An advanced AI-powered platform that automatically generates contextual, human-like captions for images using state-of-the-art Salesforce BLIP Transformer models.
This project provide a robust solution for automated image-to-text generation. It transitions from a legacy EfficientNet+BiLSTM architecture to a modern, high-accuracy Transformer-based pipeline. Key objectives include:
- Accuracy: Leveraging Vision-Language Pre-training (VLP) for human-like descriptions.
- Scalability: Utilizing Celery + Redis to handle heavy ML inference asynchronously.
- Accessibility: Providing a seamless API for developers to integrate captioning into any website via a simple JS snippet.
- Modern UI: A premium dark-themed React frontend with real-time status polling.
- Environment: Create a virtual environment and install dependencies.
python -m venv venv venv\Scripts\activate pip install -r backend/requirements.txt
- Database: Run migrations.
python manage.py migrate
- Redis: Ensure Redis is running (default:
localhost:6379). - Worker: Start the Celery worker in a separate terminal.
celery -A backendImageCaption worker -l INFO --pool=solo
- Server: Run the Django development server.
python manage.py runserver
- Install:
cd frontend npm install - Start:
npm start
To add captions to any website, include the JS snippet found in the Documentation page.
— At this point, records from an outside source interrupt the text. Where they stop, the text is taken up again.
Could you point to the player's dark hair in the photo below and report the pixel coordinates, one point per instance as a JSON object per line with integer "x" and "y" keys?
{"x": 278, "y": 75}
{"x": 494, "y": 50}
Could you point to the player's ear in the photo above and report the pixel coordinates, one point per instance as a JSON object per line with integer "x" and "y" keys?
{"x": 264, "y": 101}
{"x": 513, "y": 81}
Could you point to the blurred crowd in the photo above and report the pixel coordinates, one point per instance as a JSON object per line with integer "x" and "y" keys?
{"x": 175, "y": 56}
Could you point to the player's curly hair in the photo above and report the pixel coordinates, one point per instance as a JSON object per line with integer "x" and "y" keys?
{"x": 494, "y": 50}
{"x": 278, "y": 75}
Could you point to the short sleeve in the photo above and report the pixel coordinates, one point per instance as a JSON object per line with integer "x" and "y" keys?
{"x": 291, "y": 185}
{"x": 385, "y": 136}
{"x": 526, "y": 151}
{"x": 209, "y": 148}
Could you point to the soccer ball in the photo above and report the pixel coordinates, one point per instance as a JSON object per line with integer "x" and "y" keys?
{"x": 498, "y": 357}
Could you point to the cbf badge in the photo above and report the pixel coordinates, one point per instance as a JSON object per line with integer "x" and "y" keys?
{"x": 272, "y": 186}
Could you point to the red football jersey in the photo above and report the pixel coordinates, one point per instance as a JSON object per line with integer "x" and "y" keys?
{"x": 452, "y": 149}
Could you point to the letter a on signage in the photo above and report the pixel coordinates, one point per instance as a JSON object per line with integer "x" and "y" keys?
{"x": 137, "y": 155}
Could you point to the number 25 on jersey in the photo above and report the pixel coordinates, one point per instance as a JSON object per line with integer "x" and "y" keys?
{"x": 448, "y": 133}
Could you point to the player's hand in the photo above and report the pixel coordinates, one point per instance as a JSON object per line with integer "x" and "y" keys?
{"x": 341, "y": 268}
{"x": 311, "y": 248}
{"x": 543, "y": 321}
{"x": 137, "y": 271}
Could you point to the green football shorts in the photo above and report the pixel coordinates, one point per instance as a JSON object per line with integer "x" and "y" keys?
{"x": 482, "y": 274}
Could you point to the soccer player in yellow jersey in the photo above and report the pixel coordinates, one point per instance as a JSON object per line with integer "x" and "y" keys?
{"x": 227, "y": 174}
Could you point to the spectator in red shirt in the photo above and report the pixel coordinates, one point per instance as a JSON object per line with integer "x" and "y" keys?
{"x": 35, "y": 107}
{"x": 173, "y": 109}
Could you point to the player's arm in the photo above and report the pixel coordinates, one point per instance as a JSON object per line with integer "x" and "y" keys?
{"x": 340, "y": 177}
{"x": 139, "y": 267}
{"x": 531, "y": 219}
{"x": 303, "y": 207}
Replace YOUR_API_KEY_HERE with a valid key generated from the platform.
| Layer | Tool / Framework | Version |
|---|---|---|
| Frontend | React | 19.x |
| Backend | Django | 5.x |
| API | Django REST Framework | 3.15.x |
| Model | Salesforce BLIP (Base) | - |
| Inference | PyTorch / Transformers | 5.3.0 |
| Workers | Celery / Redis | 5.x |
| Styling | Vanilla CSS / Bootstrap | 5.3 |
This project is licensed under the GNU General Public License v3.0 (GPL-3.0).
- DAILY QUOTA: Strictly capped at 1,000 requests per day per API key.
- COMMERCIAL USE: Commercial use of the Salesforce BLIP model weights MUST comply with the Salesforce BLIP license terms (BSD 3-Clause).
- ATTRIBUTION: You MUST maintain all existing copyright notices and "Powered by Salesforce BLIP" markers in any derivative works.
- IMAGE LIMITS: Max file size is 10MB. Supported: PNG, JPG, JPEG, GIF.
- WARRANTY: This is a research project. The authors provide NO WARRANTY and assume NO LIABILITY for model output.